Over at International Specialty Products, small innovators are also at center stage. The company is now better geared for business with biotechs thanks to a kilo lab in operation since 2005 in Columbus, Ohio, reports John E. Sim, general manager of fine chemicals. The company, which specializes in low-temperature reactions and boronic acid chemistry, is experiencing an increase in requests for production of pharmaceutical chemicals for Phase I clinical trials, according to Sim. "There is definitely a shift to biotech business, especially in cancer drugs," he says.
According to Sim, this new business is increasing the need for risk management skills. "The real talent necessary to succeed is the ability to assess the biotech's technology, personnel, and finances," he says. "As a result, our scientists are more business adept, and sales staff has become more science adept."

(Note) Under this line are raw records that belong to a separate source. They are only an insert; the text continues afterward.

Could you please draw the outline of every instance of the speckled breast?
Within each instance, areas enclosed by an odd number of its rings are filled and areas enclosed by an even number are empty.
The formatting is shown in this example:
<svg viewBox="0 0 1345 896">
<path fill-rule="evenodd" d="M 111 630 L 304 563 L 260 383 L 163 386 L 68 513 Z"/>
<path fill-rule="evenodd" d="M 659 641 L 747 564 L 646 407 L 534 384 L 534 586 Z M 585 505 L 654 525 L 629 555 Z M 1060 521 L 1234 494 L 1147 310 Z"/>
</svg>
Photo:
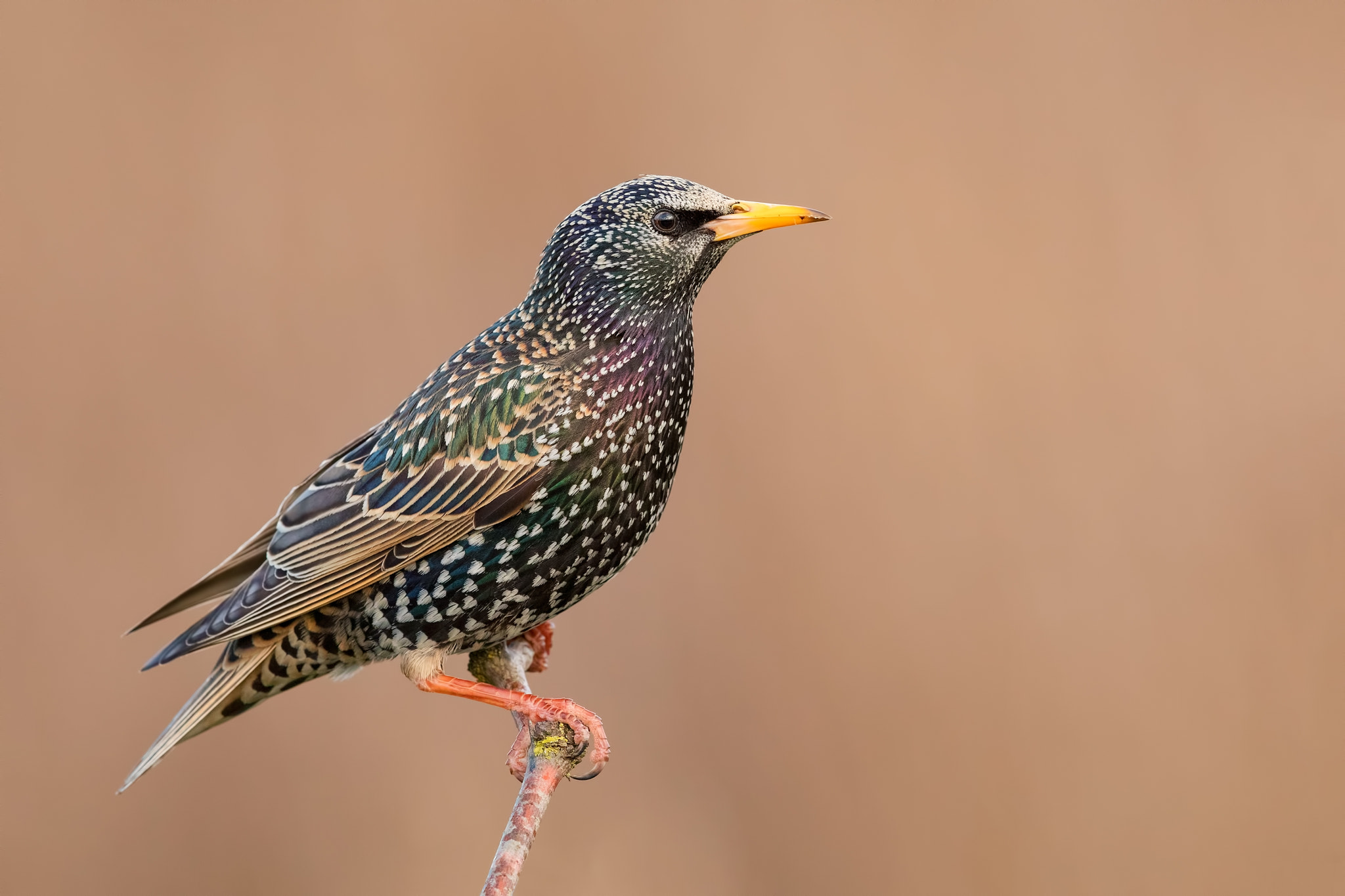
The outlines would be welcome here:
<svg viewBox="0 0 1345 896">
<path fill-rule="evenodd" d="M 592 403 L 522 512 L 351 595 L 356 639 L 379 658 L 473 650 L 516 637 L 616 575 L 663 513 L 690 408 L 690 353 L 654 361 L 594 371 Z"/>
</svg>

At Degussa, meanwhile, emerging pharmaceutical and biotech companies will soon account for a third of the sales of its exclusive synthesis business, according to Rudolf Hanko, who heads the unit. "It was below 10% four years ago," he says.

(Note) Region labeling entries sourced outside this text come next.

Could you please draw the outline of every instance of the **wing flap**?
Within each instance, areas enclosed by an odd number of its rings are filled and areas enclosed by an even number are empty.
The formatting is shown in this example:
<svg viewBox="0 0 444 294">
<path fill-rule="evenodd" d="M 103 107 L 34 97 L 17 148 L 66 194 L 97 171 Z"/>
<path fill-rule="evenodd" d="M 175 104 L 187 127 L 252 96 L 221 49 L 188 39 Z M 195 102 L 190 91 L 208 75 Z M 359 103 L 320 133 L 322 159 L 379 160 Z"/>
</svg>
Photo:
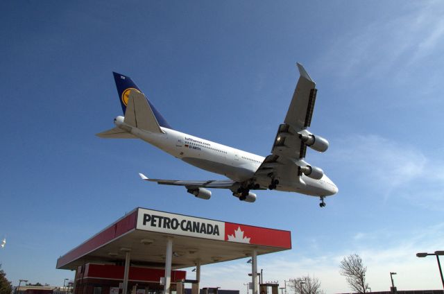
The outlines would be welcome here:
<svg viewBox="0 0 444 294">
<path fill-rule="evenodd" d="M 309 126 L 316 100 L 316 83 L 299 63 L 300 76 L 296 84 L 290 106 L 284 122 L 300 130 Z"/>
</svg>

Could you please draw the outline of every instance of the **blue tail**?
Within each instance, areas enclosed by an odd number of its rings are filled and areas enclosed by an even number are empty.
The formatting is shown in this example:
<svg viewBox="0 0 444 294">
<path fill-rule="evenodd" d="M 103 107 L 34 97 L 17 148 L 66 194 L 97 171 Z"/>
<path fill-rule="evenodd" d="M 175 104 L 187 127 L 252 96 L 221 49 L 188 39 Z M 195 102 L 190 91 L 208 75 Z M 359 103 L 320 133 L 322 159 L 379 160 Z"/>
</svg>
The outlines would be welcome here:
<svg viewBox="0 0 444 294">
<path fill-rule="evenodd" d="M 120 104 L 122 105 L 122 110 L 123 111 L 124 114 L 126 111 L 126 105 L 128 104 L 128 99 L 130 96 L 131 89 L 136 90 L 139 93 L 142 93 L 142 92 L 140 91 L 140 89 L 139 89 L 129 76 L 126 76 L 123 74 L 117 74 L 114 71 L 112 72 L 112 74 L 114 75 L 114 80 L 116 82 L 116 87 L 117 87 L 117 93 L 119 93 Z M 146 101 L 151 107 L 151 110 L 153 110 L 153 113 L 154 114 L 155 119 L 157 120 L 159 126 L 173 130 L 173 128 L 171 128 L 169 123 L 166 122 L 165 119 L 164 119 L 162 114 L 160 114 L 160 112 L 159 112 L 154 105 L 150 102 L 148 97 L 145 96 L 145 98 L 146 98 Z"/>
</svg>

Hanko, however, sees the market segmenting less along the lines of big pharma versus emerging pharma than along the lines of what he calls strategic versus opportunistic players. "There are companies, large and small, with a strategic policy that says, 'We don't invest in our own assets to produce APIs and intermediates,' " Hanko says. "These customers are the focus of our business. There are also opportunistic customers, who are, of course, welcome customers. At the same time, we have to deal with volatility if we deal with these opportunistic customers."
Certainly, those strategic customers that also are biotech firms come with their own brand of volatility: They are candidates to partner with or be acquired by big drug companies, most of which have plenty of their own manufacturing capabilities. Hanko, however, is not overly concerned about the loss of business that such a change of control could bring.
Frank Wicks, president of Sigma-Aldrich's SAFC unit, agrees. "People worry that, once a small company is sold, the big pharma owner will take the manufacturing inside," he says. "We haven't found that it happens like that. The new owner is happy to have us continue working on the project. Most of the big guys are already outsourcing." He says SAFC's business with biotech companies is growing as projects the company has been working on for years move into clinical trials.
Looking across the industry, Wicks sees growing interaction between big drug companies and biotech firms and much money flowing into the sector. The average value of licenses, he says, has nearly quadrupled in the past four years.
That increased interaction is influencing the respective roles of small firms and their big pharma partners, Wicks suggests. "What will research look like in five years?" he asks. "It used to be big pharma did R&D and marketing. Maybe they'll just do marketing. This is a question more than a conclusion."
An interesting possibility, but until it happens, large pharmaceutical companies are still important customers that no contract manufacturer is ignoring. "This is a far better market than it was five years ago," says Cambrex' Klosk. "And I would say that while emerging pharma is an important market for us both in the U.S. and in Europe, we're doing a lot more business with midsized and large-sized pharma. Everybody read the Pfizer announcement."